We don’t know what the best experience is for users, but we can find it out by listing our assumptions, talking to our customers, putting something in front of them, and adjusting based on real evidence.
So when you run into expert mentality, try to use evidence to your advantage. And try to inspire others to think that way as well.
We are providing a federal service via the internet.
This means any software we release is legally bound to be accessible to taxpayers using assistive technology, such as a screenreader, or a voice command software, or navigating the web by keyboards.
A startup very rarely has to think about making their first release compliant, though there is a small an active community trying to change that fact.
For the government, we don’t have a choice. So we decided to embrace the constraint, and adjust our processes to make accessibility a first-class user experience.

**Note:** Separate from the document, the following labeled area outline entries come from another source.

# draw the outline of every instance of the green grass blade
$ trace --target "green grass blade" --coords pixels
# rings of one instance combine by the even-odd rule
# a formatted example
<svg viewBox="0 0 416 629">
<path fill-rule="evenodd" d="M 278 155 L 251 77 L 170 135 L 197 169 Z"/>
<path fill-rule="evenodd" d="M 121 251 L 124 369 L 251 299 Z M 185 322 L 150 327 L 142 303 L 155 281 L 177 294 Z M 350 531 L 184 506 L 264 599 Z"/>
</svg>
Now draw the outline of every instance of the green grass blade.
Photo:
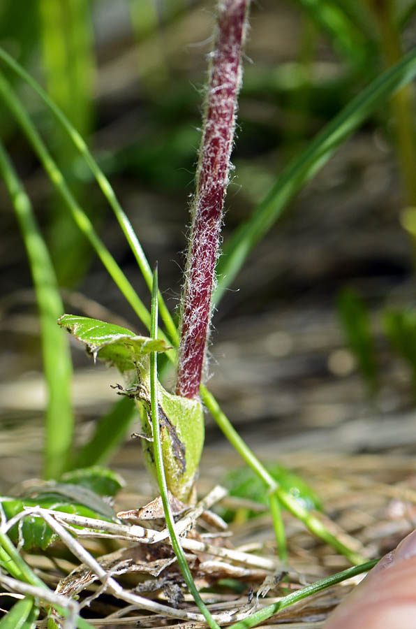
<svg viewBox="0 0 416 629">
<path fill-rule="evenodd" d="M 230 420 L 221 411 L 214 396 L 204 386 L 201 386 L 200 392 L 204 405 L 216 421 L 218 427 L 247 465 L 266 484 L 270 493 L 276 493 L 277 498 L 288 511 L 290 512 L 295 517 L 303 522 L 305 526 L 317 537 L 336 549 L 341 554 L 346 557 L 351 563 L 356 565 L 362 563 L 362 558 L 357 553 L 348 548 L 342 542 L 340 542 L 335 535 L 333 535 L 327 530 L 318 518 L 310 513 L 293 496 L 283 490 L 276 484 L 276 480 L 270 475 L 265 466 L 262 465 L 233 428 Z M 275 522 L 274 526 L 276 527 L 276 523 Z M 277 523 L 277 526 L 278 526 L 278 523 Z"/>
<path fill-rule="evenodd" d="M 60 124 L 64 126 L 66 131 L 68 133 L 73 143 L 77 147 L 81 154 L 84 157 L 91 172 L 93 173 L 98 185 L 100 186 L 103 194 L 107 198 L 110 207 L 112 208 L 114 215 L 123 230 L 123 233 L 126 236 L 126 239 L 130 247 L 134 254 L 139 268 L 142 272 L 142 275 L 144 280 L 151 291 L 152 273 L 149 262 L 146 259 L 146 256 L 142 248 L 139 240 L 135 233 L 131 223 L 128 220 L 127 216 L 124 212 L 119 201 L 111 187 L 110 182 L 105 177 L 96 160 L 88 150 L 87 144 L 84 141 L 82 136 L 70 124 L 68 118 L 62 113 L 59 107 L 49 98 L 46 92 L 40 87 L 38 83 L 27 72 L 15 62 L 5 50 L 0 48 L 0 59 L 1 59 L 7 66 L 13 69 L 19 76 L 26 81 L 36 94 L 42 99 L 47 105 L 47 108 L 54 114 Z M 173 319 L 167 308 L 161 294 L 159 291 L 158 304 L 161 310 L 161 315 L 163 323 L 168 331 L 168 333 L 170 337 L 172 344 L 177 346 L 179 343 L 179 336 L 176 326 Z M 149 315 L 147 315 L 148 317 Z M 141 318 L 141 317 L 140 317 Z M 149 326 L 147 326 L 149 328 Z"/>
<path fill-rule="evenodd" d="M 69 208 L 79 229 L 89 240 L 90 244 L 101 260 L 101 262 L 107 269 L 109 275 L 119 287 L 119 290 L 131 305 L 140 321 L 142 321 L 146 327 L 149 328 L 150 327 L 150 314 L 149 310 L 138 297 L 133 286 L 98 236 L 92 223 L 85 212 L 74 198 L 73 195 L 64 179 L 62 173 L 46 148 L 45 143 L 34 127 L 20 101 L 15 96 L 9 83 L 2 75 L 0 75 L 0 94 L 1 94 L 5 103 L 9 107 L 12 113 L 15 115 L 16 120 L 20 124 L 40 159 L 51 181 L 57 187 L 57 189 Z M 131 229 L 133 231 L 133 228 L 131 228 Z M 161 333 L 161 336 L 168 342 L 163 333 Z"/>
<path fill-rule="evenodd" d="M 273 616 L 274 614 L 277 614 L 278 612 L 285 609 L 286 607 L 290 607 L 290 605 L 294 605 L 295 602 L 298 602 L 299 600 L 303 600 L 303 599 L 306 598 L 308 596 L 311 596 L 312 594 L 316 594 L 318 592 L 321 592 L 322 590 L 331 588 L 332 586 L 336 585 L 338 583 L 341 583 L 347 579 L 350 579 L 352 577 L 355 577 L 357 574 L 362 574 L 363 572 L 367 572 L 376 565 L 378 561 L 378 559 L 375 559 L 373 561 L 367 561 L 366 563 L 362 563 L 360 565 L 347 568 L 346 570 L 343 570 L 341 572 L 337 572 L 336 574 L 332 574 L 331 577 L 321 579 L 320 581 L 317 581 L 310 586 L 306 586 L 306 588 L 302 588 L 302 590 L 297 590 L 296 592 L 288 594 L 287 596 L 283 596 L 283 598 L 277 602 L 273 603 L 272 605 L 267 605 L 267 607 L 263 607 L 262 609 L 259 609 L 259 611 L 255 612 L 253 616 L 246 618 L 244 620 L 239 621 L 238 623 L 235 623 L 234 625 L 231 625 L 228 629 L 250 629 L 251 627 L 254 627 L 255 625 L 264 622 L 268 618 L 270 618 L 271 616 Z"/>
<path fill-rule="evenodd" d="M 284 169 L 276 184 L 234 232 L 218 261 L 216 303 L 234 281 L 254 245 L 281 216 L 289 201 L 325 164 L 336 149 L 377 107 L 416 75 L 416 48 L 384 72 L 327 124 L 301 155 Z"/>
<path fill-rule="evenodd" d="M 89 441 L 81 449 L 72 469 L 106 463 L 122 442 L 135 417 L 134 403 L 121 398 L 101 417 Z"/>
<path fill-rule="evenodd" d="M 282 518 L 281 506 L 276 493 L 272 493 L 269 496 L 269 505 L 273 521 L 274 535 L 277 542 L 278 558 L 283 563 L 288 561 L 288 542 L 285 533 L 285 525 Z"/>
<path fill-rule="evenodd" d="M 0 621 L 0 629 L 22 629 L 33 606 L 33 598 L 24 598 L 15 603 Z"/>
<path fill-rule="evenodd" d="M 38 10 L 48 92 L 85 136 L 90 126 L 94 75 L 89 2 L 39 0 Z"/>
<path fill-rule="evenodd" d="M 37 13 L 43 69 L 47 91 L 84 137 L 91 129 L 94 62 L 88 0 L 39 0 Z M 64 171 L 73 171 L 77 152 L 66 135 L 52 126 L 50 137 L 57 161 Z M 79 182 L 73 191 L 80 191 Z M 49 220 L 50 250 L 60 285 L 76 285 L 87 270 L 91 249 L 56 196 Z"/>
<path fill-rule="evenodd" d="M 365 40 L 354 22 L 337 3 L 327 0 L 298 0 L 314 22 L 328 34 L 336 50 L 350 63 L 362 66 Z"/>
<path fill-rule="evenodd" d="M 57 324 L 64 306 L 49 252 L 30 200 L 1 143 L 0 174 L 19 222 L 36 294 L 43 368 L 48 390 L 44 474 L 47 478 L 58 478 L 68 463 L 74 428 L 70 402 L 72 363 L 68 339 L 64 338 Z"/>
<path fill-rule="evenodd" d="M 153 275 L 153 289 L 151 296 L 151 325 L 150 328 L 150 335 L 152 338 L 157 338 L 158 331 L 158 273 L 157 267 L 156 268 Z M 166 519 L 166 525 L 169 530 L 172 546 L 174 551 L 179 566 L 181 569 L 185 582 L 188 586 L 189 591 L 193 596 L 195 603 L 203 614 L 204 618 L 207 621 L 211 629 L 219 629 L 218 626 L 212 618 L 211 614 L 207 609 L 202 599 L 200 596 L 200 593 L 196 588 L 189 566 L 186 563 L 182 547 L 180 544 L 178 536 L 176 534 L 174 528 L 174 521 L 172 514 L 170 503 L 168 496 L 168 485 L 166 484 L 166 477 L 165 475 L 165 468 L 163 465 L 163 458 L 162 456 L 162 444 L 161 441 L 161 429 L 158 417 L 158 367 L 157 367 L 157 352 L 152 352 L 150 354 L 150 400 L 151 400 L 151 424 L 153 428 L 154 438 L 154 454 L 155 465 L 156 469 L 156 475 L 158 479 L 158 484 L 159 491 L 163 504 L 163 510 L 165 512 L 165 518 Z"/>
</svg>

This meant that product, design, development, and our 508 expert all collaborated on what the experience of a feature should be for a user who is visusally impaired, or accesses the web with dictation software.

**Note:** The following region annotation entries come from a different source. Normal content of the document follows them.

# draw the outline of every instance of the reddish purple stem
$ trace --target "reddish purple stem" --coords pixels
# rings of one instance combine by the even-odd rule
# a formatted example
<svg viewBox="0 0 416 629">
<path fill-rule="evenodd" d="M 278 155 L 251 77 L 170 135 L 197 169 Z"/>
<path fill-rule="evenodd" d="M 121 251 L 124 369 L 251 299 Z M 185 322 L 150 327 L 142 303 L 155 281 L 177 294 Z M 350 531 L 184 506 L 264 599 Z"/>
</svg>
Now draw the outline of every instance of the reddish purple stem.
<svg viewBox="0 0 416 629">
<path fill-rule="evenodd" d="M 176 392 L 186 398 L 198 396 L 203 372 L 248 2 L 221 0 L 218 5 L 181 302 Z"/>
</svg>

Government has rules and regulations that it needs to follow that don’t apply to startups.
We are legally required to be auditable by an independent regulatory body, which means we must document our processes and that we have followed those processes.
We are legally bound to security regulations from NIST-800-53, which require an independent security audit.
We already mentioned the authority to operate agreement, which requires someone to be dragged in front of congress if something goes wrong
Compliance is table stakes.
We needed to adjust our process to ensure we could iterate and compliance would still be a first class citizen.
Launching an MVP in a week, while it sounds like unicorns dancing on rainbows, is likely not going to happen by a government agency.
But we’re learning, and we’re getting better.
For us, it’s important to remember our MVP needs to be both viable for our users and viable for all the federal regulations in place for a government agency to launch software.
We’re learning a ton. We could do a whole other talk on how we’ve been trying to adjust processes and regulations to be compliant but allow us to quickly course correct to ensure we are building the right thing.
We are also embracing the growing digital government community that’s helping pave the way to build more MVPs in government, including 18f, USDS, and digitalgov.
And we have a couple of pieces of advice that we want to share:
We wanted to speak here because we think there are not many examples of large institutions, in particular government agencies, embracing lean.
We wanted to share an open and honest perspective on our experience in hopes that others will open up about theirs and be inspired to try this.
Janice Fraser, my colleague who ran the leader’s guide workshop, always says try it on Monday.
The things we’ve learned by embracing lean have saved thousands of hours of development, and countless taxpayer dollars.
This is hard, but it’s also really rewarding.
Don’t be afraid. Try it on Monday! Share your stories!